Dataset | $\sigma^2_{\text{level2}}$ | $\sigma^2_{\text{level3}}$ | $Q_E$ | df | $p_Q$ | $F$ | df | $p_F$ | $I^2_{\text{level2}}$ | $I^2_{\text{level3}}$ | $R^2_{\text{level2}}$ | $R^2_{\text{level3}}$ |
---|---|---|---|---|---|---|---|---|---|---|---|---|
Nina, 2024 | 0.010 | 0.016 | 11862930 | 80 | <.0001 | 1 | 5 | 0.397 | 37.81 | 62.19 | -0.4 | 5.6 |
Khatami, 2016 | 0.003 | 0.022 | 7958 | 722 | <.0001 | 27 | 15 | <.0001 | 9.81 | 80.91 | 55.5 | -5.6 |
Combined | 0.004 | 0.021 | 11873557 | 808 | <.0001 | 21 | 15 | <.0001 | 16.58 | 83.42 | 35.7 | 2.9 |
Khatami, Mountrakis, and Stehman (2016) conducted a meta-analysis using articles that compared two or more classification algorithms applied to the same dataset, performing pairwise comparisons of their accuracy. They found that Support Vector Machines (SVM) consistently outperformed other classifiers. For instance, SVM performed better than Maximum Likelihood (ML) in 28 out of 30 studies, with a median improvement of 5%, and outperformed K-Nearest Neighbor (KNN) in 11 out of 13 studies. Random Forest (RF) also showed significant improvements over Decision Trees (DT), with a mean increase in accuracy of 4%. Additionally, KNN outperformed ML and DT in several comparisons, making it a viable alternative for certain classification tasks.
Trasformed scale |
Back-transformed scale |
|||||
---|---|---|---|---|---|---|
CI |
||||||
Feature | Estimate | SE | $p$ | Estimate$_{B-T}$ | LL | UL |
Decision Trees | -0.01 | 0.02 | 0.591 | 0.00 | 0.00 | 0.00 |
Fuzzy | -0.02 | 0.04 | 0.649 | 0.00 | 0.01 | 0.00 |
Genetic Algorithm | 0.10 | 0.05 | 0.053 | 0.01 | NaN | 0.04 |
Index-Based | 0.06 | 0.05 | 0.226 | 0.00 | 0.00 | 0.02 |
Immune System | 0.06 | 0.03 | 0.04 | 0.00 | 0.00 | 0.01 |
K-Nearest Neighbor | 0.01 | 0.02 | 0.61 | 0.00 | 0.00 | 0.00 |
Minimum Distance | -0.12 | 0.02 | <.0001 | 0.01 | 0.02 | 0.01 |
Maximum Likelihood | -0.01 | 0.01 | 0.36 | 0.00 | 0.00 | 0.00 |
Neural Networks | 0.03 | 0.02 | 0.031 | 0.00 | 0.00 | 0.00 |
Parallelepiped | -0.27 | 0.02 | <.0001 | 0.07 | 0.10 | 0.05 |
Random Forest | 0.03 | 0.02 | 0.197 | 0.00 | 0.00 | 0.00 |
Spectral Angle Mapper | -0.03 | 0.03 | 0.169 | 0.00 | 0.01 | 0.00 |
Subspace | 0.03 | 0.04 | 0.434 | 0.00 | 0.00 | 0.01 |
Support Vector Machines | 0.06 | 0.01 | <.0001 | 0.00 | 0.00 | 0.01 |
Publication.Year | 0.00 | 0.00 | 0.546 | 0.00 | 0.00 | 0.00 |
The comparison between the table results and Khatami, Mountrakis, and Stehman (2016) reveals consistent findings regarding the performance of several classification algorithms.
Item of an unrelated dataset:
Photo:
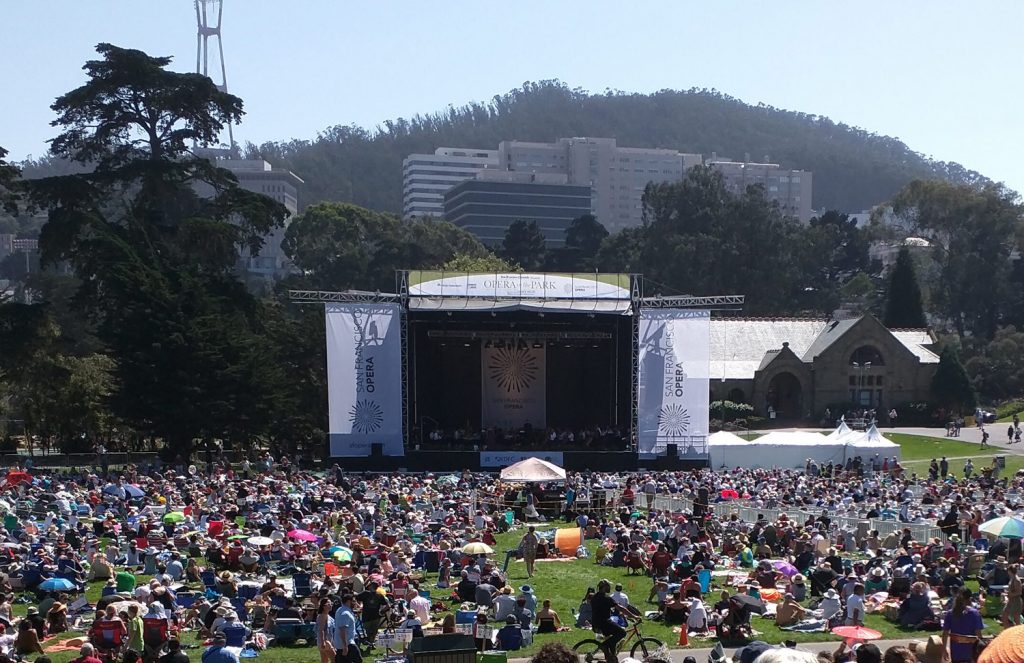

Both analyses confirm that Support Vector Machines (SVM) consistently outperform other classifiers, with the table showing a significant positive effect (0.06, p=0.0001). Neural Networks (NN) also show positive performance in both studies, though slightly less effective than SVM. Random Forest (RF) performs well in Khatami et al. (with significant improvements over Decision Trees (DT)), but the table presents a non-significant effect for RF. KNN is another strong performer in Khatami, Mountrakis, and Stehman (2016), but its effect is not significant in the table (p=0.61). Meanwhile, Minimum Distance and Parallelepiped classifiers show poor performance in both analyses, with significant negative estimates in the table, aligning with Khatami et al.’s findings that these methods underperform. Thus, the table largely supports Khatami, Mountrakis, and Stehman (2016)’s conclusions, particularly regarding SVM’s dominance and the underperformance of simpler classifiers like ML and DT.